Le vendredi 14, la commission s’assembla. M. de Smet et moi, nous défendîmes ma proposition modifiée. Mais nous désirions tons deux qu’aucune décision ne fût prise avant la réunion des droites qui devait avoir lieu le lendemain. Un accord avec la gauche libérale était (page 486) toutefois en bonne voie, lorsqu’un incident se produisit. Ma proposition, à la différence de la proposition subsidiaire de M. de Smet, admettait à l’électorat les lauréats des concours primaires ; des calculs précis établissaient qu’aucun désavantage ne pouvait résulter pour nous de cette admission, et la gauche libérale, par amour-propre, y tenait beaucoup. Tout à coup, au moment où la séance allait être levée, M. de Burlet déclara : « Le gouvernement n’est pas partisan de l’admission des lauréats des concours. » Il était manifeste que, chargé par M. Beernaert dans l’affaire de la révision de toutes les mauvaises commissions, il avait reçu mandat, en l’absence de ce dernier, de précipiter les choses en fermant toute issue aux propositions étrangères au vote plural. Mes amis et moi, nous lui adressâmes de vifs reproches, en faisant remarquer que, d’après ce qui avait été entendu, toute résolution devait être réservée jusqu’à la délibération des droites. Il balbutia quelques mots de l’air embarrassé d’un homme qui a agi sur l’ordre d’autrui.

On vit bien le lendemain, à la réunion des droites, que l’incident de la veille n’avait été qu’un des moyens d’exécution du plan que poursuivait M. Beernaert. Témoin des résistances de la majorité, celui-ci posa deux fois de suite la question de Cabinet, et après lui, M. Vandenpeereboom la posa une troisième fois sur l’adoption du vote plural. M. van Put, sénateur d’Anvers, déposa une proposition subordonnant le droit électoral à certaines conditions jusqu’à l’âge de quarante ans et admettant le suffrage universel à partir de cet âge. M. Beernaert exigea, pour se prononcer, que cette proposition nouvelle eût pour elle un appoint de (page 487) gauche. La confusion, au lieu de s’atténuer, grandissant de plus en plus, les droites s’ajournèrent au lundi matin.

L’après-midi la commission tint une seconde séance, Là, on marchait à un accord hostile au vote plural, lorsque, vers 5 heures, M. de Burlet, toujours en l’absence certainement voulue de M. Beernaert, accentua sa déclaration de la veille, en disant que le gouvernement repoussait ma proposition modifiée par M. de Smet.

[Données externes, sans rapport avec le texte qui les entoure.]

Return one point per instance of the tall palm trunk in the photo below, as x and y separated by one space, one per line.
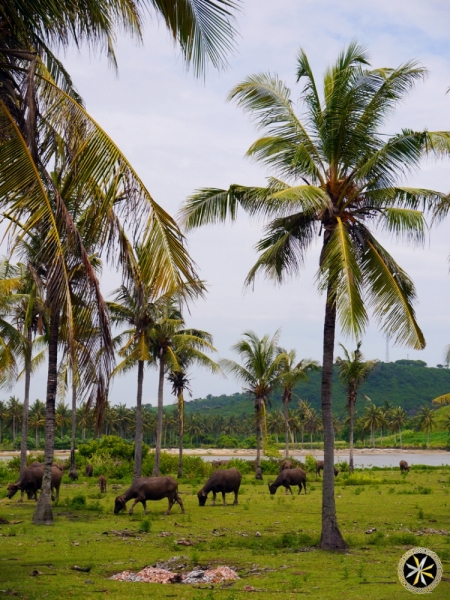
26 403
331 538
138 439
286 425
181 433
74 424
156 471
43 514
258 406
352 424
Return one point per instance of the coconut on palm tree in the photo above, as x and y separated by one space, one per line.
336 175
259 372
353 372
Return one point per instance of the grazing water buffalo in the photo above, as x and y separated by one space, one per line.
102 484
150 488
286 464
31 481
319 467
224 481
287 478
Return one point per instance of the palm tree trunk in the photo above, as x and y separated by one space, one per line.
286 425
26 403
138 439
352 419
258 473
156 471
74 424
181 433
331 538
43 514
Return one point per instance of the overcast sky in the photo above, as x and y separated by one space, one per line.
180 134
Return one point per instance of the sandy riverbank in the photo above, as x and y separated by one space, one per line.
241 452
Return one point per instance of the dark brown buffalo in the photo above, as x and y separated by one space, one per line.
31 481
319 467
102 484
287 478
216 464
286 464
225 481
150 488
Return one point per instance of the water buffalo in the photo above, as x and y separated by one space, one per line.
30 481
319 467
224 481
287 478
150 488
102 484
286 464
404 466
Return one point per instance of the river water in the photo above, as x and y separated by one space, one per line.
371 459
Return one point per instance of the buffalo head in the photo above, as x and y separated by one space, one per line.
202 498
119 504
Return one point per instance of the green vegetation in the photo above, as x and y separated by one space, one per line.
284 559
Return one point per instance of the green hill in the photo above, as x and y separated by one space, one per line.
406 385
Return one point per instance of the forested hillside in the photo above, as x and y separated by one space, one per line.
403 385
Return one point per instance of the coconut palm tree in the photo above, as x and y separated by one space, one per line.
353 372
187 354
373 418
427 421
260 372
345 175
37 418
291 374
397 421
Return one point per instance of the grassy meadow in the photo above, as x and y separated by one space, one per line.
270 541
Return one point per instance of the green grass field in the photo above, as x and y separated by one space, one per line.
282 560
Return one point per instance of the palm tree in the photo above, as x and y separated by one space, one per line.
188 353
373 418
172 344
427 420
260 372
3 416
353 372
398 419
37 418
292 373
346 174
15 410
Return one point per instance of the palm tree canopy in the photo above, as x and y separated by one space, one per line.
261 363
338 174
353 369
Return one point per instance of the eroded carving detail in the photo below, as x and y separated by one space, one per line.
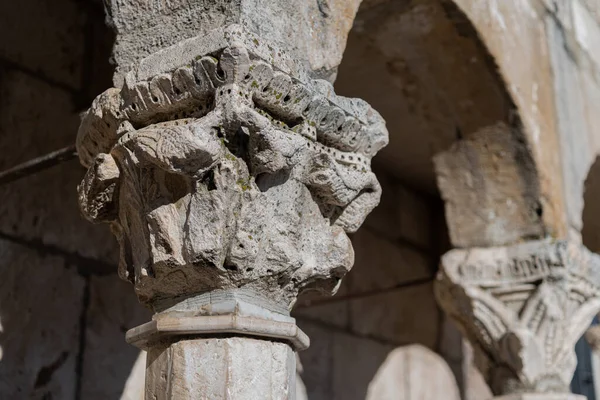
523 307
227 172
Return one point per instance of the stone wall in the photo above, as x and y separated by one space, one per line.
63 311
384 306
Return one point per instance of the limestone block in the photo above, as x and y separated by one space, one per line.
490 188
45 37
407 315
41 301
413 373
531 85
228 368
108 360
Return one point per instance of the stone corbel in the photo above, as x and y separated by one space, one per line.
523 307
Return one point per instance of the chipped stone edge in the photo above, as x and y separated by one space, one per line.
166 326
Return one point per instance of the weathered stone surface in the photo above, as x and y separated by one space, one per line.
219 369
256 178
506 29
43 208
41 299
413 373
491 190
523 307
113 309
423 66
314 34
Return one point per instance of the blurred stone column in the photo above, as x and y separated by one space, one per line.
523 308
230 173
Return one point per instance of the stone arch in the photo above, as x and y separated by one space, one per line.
439 73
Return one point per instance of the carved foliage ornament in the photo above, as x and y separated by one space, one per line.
523 307
227 172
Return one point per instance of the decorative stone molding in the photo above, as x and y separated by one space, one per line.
220 165
230 180
523 307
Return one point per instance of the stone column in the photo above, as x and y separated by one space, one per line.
523 307
230 178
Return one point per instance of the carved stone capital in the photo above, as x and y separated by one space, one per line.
523 307
220 165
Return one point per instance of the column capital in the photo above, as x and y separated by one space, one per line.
523 307
221 165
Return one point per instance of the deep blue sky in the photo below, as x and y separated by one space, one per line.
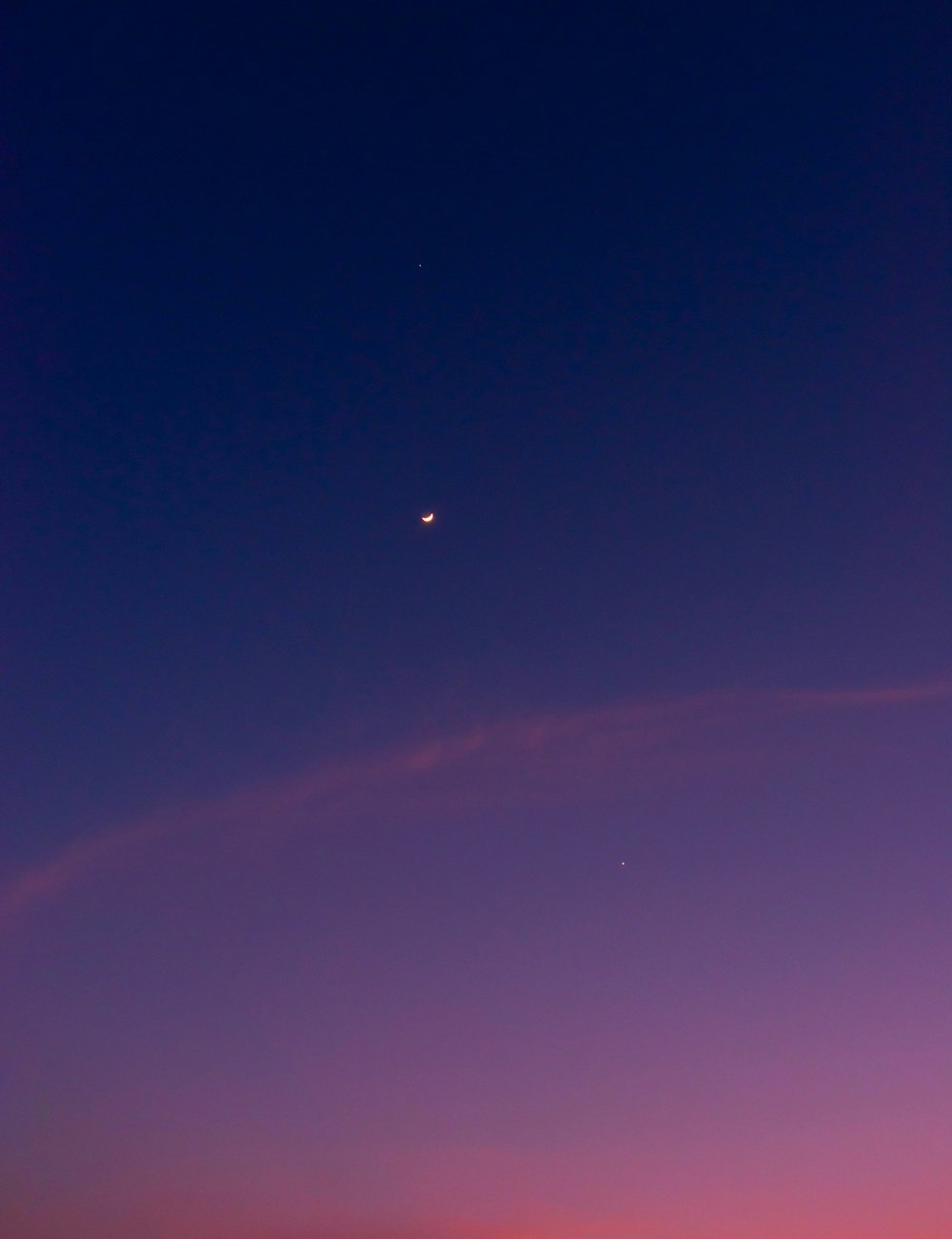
649 303
578 867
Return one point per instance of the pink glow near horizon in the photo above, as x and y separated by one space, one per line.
716 1042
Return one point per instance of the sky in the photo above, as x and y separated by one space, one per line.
576 865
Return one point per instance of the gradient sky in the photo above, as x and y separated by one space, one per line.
578 867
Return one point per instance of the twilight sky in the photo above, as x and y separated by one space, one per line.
578 867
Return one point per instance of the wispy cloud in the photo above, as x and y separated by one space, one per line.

Les membres de l’extrême gauche portèrent immédiatement cette déclaration aux reporters de la presse. Le soir, elle était connue de tout le monde. M. Beernaert faisait de plus en plus fi des voix de la majorité ; son accord avec l’extrême gauche le dispensait, à ses yeux, de tous ménagements vis-à-vis d’elle !

Les droites ressentirent vivement la situation d’abaissement qui leur était faite et des plaintes amères se firent jour dans leur réunion du lundi matin. La majorité de leurs membres paraissait hostile à la concession que réclamait M. Beernaert, et l’on s’ajourna à midi jusqu’à 2 heures, l’agitation ayant atteint son paroxysme. L’après-midi, M. Beernaert, déchirant presque complètement les voiles, déclara qu’il se considérait « comme moralement engagé vis-à-vis de l’extrême gauche », et posa itérativement la question de Cabinet. L’assemblée ne conclut pas ; elle était dominée par l’énervement, le dégoût et le découragement.

Il n’y avait plus à s’y tromper. Le Cabinet repoussant toute proposition autre que le vote plural, celle que j’avais formulée n’avait guère de chances de réunir les deux tiers. Encore si M. Beernaert avait laissé la (page 488) majorité libre ; mais, on l’a vu, il avait posé la question de Cabinet, et comment se jeter dans les hasards d’une crise ministérielle, au moment où radicaux et socialistes avaient réussi à provoquer une certaine agitation dans des milieux ouvriers, où les honnêtes gens commençaient à prendre peur et où la nécessité d’aboutir était généralement admise ? Là était l’avantage de la tactique de M. Beernaert ; il n’était pas ailleurs.

Le 17 au soir, M. Féron fit connaître à M. Beernaert, d’après les révélations de la Réforme, que si le vote plural était adopté, l’agitation ouvrière cesserait. Cette démarche ne pouvait que confirmer dans sa résolution le chef du Cabinet. Pour moi, du reste, la partie était perdue, et c’est pourquoi je m’abstins d’assister le lendemain matin à la troisième séance de la commission. M. de Smet fit néanmoins des efforts pour faire rejeter le vote plural ; finalement celui-ci fut adopté à une voix de majorité, plusieurs membres s’étant abstenus, et l’on s’ajourna à l’après-midi pour discuter les détails de la proposition Nyssens.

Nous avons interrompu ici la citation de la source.